The Centers for Disease Control has just issued two new reports indicating that at least four people died from smallpox vaccinations between 2002 and 2004. The two studies appeared in the current Journal of the American Medical Association. One looked at military and government personnel who received the smallpox vaccine and the other of first responders in local communities. Put the two studies together and it looks as if at least as many people died from preparations for the next bioterror attack as died from the Fall 2001 anthrax letters.
The report on military and government employees is especially troubling, because it suggests that something is askew in the military’s adverse events reporting system. The CDC researchers looked at post-inoculation adverse events reports among the 590,400 military and 64,600 Health and Human Service personnel who received the smallpox inoculation. They found just 214 reported events. More than half were among the smaller cohort of HHS workers! The only way that 10 percent of the inoculated subjects can generate over 50 percent of the reports is if the military told its enlistees to suck it up and quit complaining when something felt wrong after their shot.
Most of the reported adverse events were mild: headaches, dizziness and brief, local paralysis at the site of the injection. However, there were 39 serious events, ranging from meningitis to seizures. These 655,000 vaccinees suffered just one death.

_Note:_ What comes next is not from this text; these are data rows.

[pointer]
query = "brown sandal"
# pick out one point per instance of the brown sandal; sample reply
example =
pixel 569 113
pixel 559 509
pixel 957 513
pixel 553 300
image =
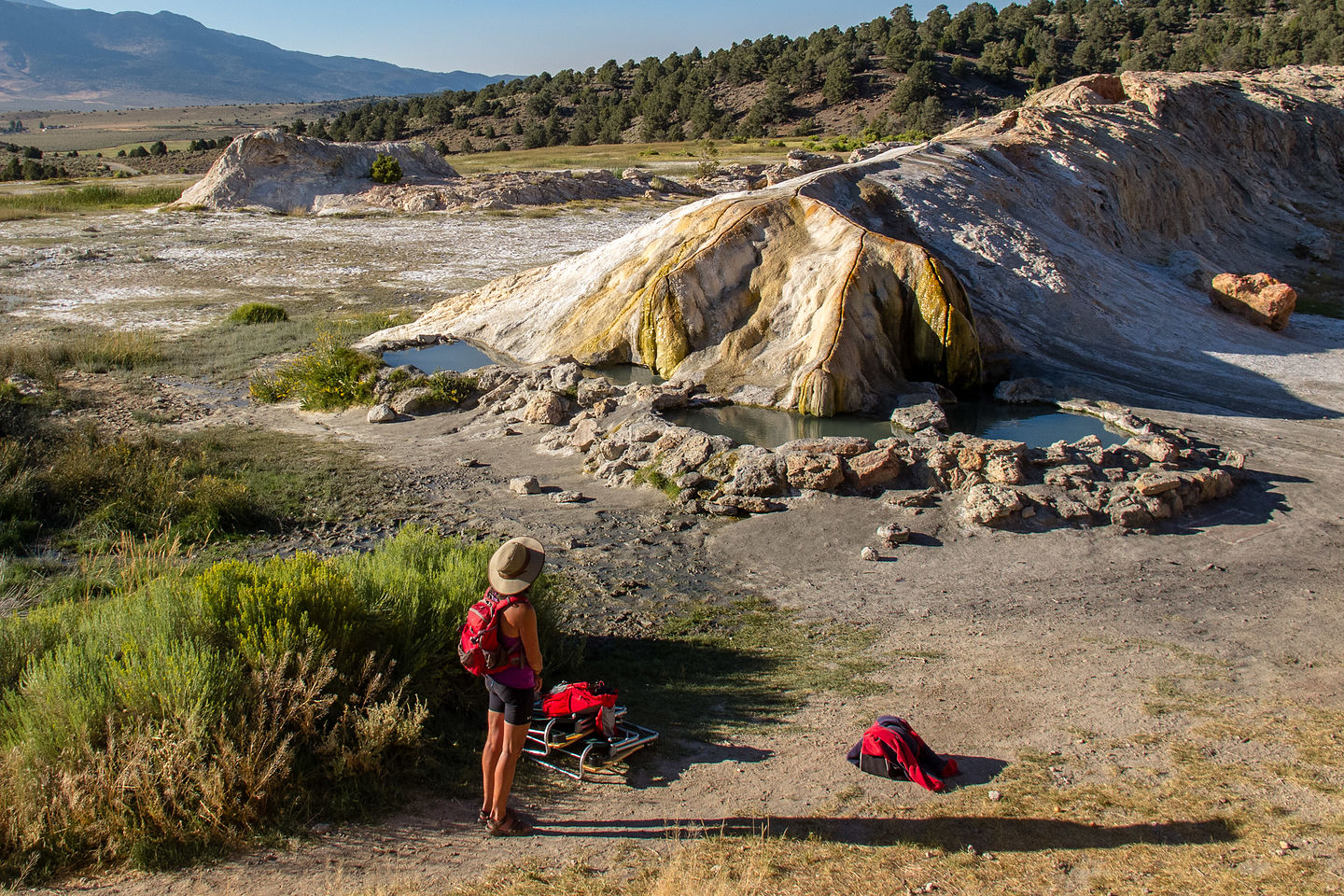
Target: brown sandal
pixel 511 826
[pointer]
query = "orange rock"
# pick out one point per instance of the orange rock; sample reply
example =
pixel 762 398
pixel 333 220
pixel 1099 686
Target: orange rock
pixel 1258 297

On the other hand, the CDC statisticians who reviewed adverse events among the 37,901 volunteers in 55 communities who took the smallpox vaccine reported three deaths. In addition, this much smaller group reported 822 adverse events – over one in every 50 shots – with 100 of them considered “serious.”
The CDC has often been criticized for being overly enthusiastic about the public health benefits from mass vaccination campaigns. So it isn't surprising that the authors of both studies called the incidence of adverse events "rare."
Someone on Capitol Hill should take a look at these reports. There clearly seems to be a problem with underreporting in the military. Moreover, three deaths among fewer than 40,000 non-federal volunteers who got the vaccine cannot accurately be called rare. If 200 million Americans got the vaccine and died at a similar rate, it would translate into 15,000 deaths.
That’s simply unacceptable, especially when there is no evidence that anyone is preparing to use smallpox as a bioterror weapon.